Regarding the National Party, the assessment was that it would adopt the strongly oppositional stance that its restive structures and parliamentary caucus had been demanding, and that it would project itself in Coloured, Indian and White communities as protector of minority rights that were threatened by the ANC. Mandela thought a swift and forceful response was needed, noting that many amongst the NP leadership did not welcome the withdrawal. It was also, he thought, an opportunity to step up efforts to work to win support within the NPs base – ‘no party’, he observed, had ‘a monopoly over its traditional constituencies.’752
This development renewed thinking within the ANC about the ‘national question’, effectively the process of building a non-racial society with equality for all regardless of which community they belonged to. The debate was given more urgency by reports of growing reservations amongst Coloured, Indian and White communities about whether the ANC would fulfil its commitments to towards them.753
Beyond party political questions, the NP withdrawal from the Government of National Unity spurred consolidation of the executive and faster transformation of the public service. It lent impetus to building the planning and coordination capacity missing from the presidency given the shriveled office that was inherited from the De Klerk government.
The call for better coordination was reinforced by a view that the development and adoption of GEAR had been insufficiently coordinated within government’s economic departments.754 It was this macro-economic policy and the dissolution of the RDP office that fueled the most intensive debates, in the ANC and the Alliance. Within the ANC there was surprise, even shock, at such decisions being taken without sufficient consultation, since it was argued that they constituted a change of policy. Whether or not they did, and whether or not the RDP had been abandoned and replaced by GEAR, was the core of the debate.

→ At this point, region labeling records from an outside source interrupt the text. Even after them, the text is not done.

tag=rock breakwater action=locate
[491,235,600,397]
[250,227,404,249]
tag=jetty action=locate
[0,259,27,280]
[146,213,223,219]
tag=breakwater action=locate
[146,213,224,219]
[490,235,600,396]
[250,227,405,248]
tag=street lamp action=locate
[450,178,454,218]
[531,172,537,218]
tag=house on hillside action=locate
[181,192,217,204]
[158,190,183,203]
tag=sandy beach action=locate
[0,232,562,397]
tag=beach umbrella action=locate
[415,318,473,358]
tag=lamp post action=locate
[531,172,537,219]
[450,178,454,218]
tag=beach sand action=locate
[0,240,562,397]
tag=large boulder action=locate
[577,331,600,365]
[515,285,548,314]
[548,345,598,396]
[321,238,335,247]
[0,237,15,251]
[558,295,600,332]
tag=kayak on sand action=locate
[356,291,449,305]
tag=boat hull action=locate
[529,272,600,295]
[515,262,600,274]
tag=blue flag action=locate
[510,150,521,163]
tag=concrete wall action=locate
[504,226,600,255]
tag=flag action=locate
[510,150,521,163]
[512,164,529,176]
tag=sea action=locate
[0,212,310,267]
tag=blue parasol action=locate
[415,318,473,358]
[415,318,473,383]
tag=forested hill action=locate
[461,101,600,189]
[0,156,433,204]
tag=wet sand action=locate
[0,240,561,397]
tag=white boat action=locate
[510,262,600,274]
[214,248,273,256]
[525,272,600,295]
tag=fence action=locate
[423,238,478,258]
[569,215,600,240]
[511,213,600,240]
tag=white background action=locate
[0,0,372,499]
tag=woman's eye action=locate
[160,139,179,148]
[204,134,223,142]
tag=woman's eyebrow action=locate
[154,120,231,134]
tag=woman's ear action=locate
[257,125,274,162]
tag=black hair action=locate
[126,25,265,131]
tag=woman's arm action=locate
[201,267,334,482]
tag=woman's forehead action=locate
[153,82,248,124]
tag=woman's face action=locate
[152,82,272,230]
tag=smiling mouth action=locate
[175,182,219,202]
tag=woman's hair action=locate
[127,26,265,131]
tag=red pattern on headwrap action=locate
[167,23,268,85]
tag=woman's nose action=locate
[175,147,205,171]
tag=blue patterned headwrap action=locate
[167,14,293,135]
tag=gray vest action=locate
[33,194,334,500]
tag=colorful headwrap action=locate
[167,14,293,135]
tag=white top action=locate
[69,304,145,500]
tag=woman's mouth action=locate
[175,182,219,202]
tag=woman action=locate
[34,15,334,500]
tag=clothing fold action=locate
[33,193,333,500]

The ANC leadership in government insisted that the RDP remained the framework of government’s programme and that GEAR was an elaboration of the macroeconomic approach referred to in Ready to Govern and the RDP. It was a set of measures, they argued, which in the context of the inherited macroeconomic crisis and the integration of South Africa in the world economy, would ensure that the resources would be available for implementation of the RDP.
Although the NEC supported the macroeconomic framework in August 1996 and although the 1997 National conference resolved the debate, the tensions persisted, combined with a labelling of the so-called ‘1996 class project’ that became the stock-in-trade of discourse within the Alliance.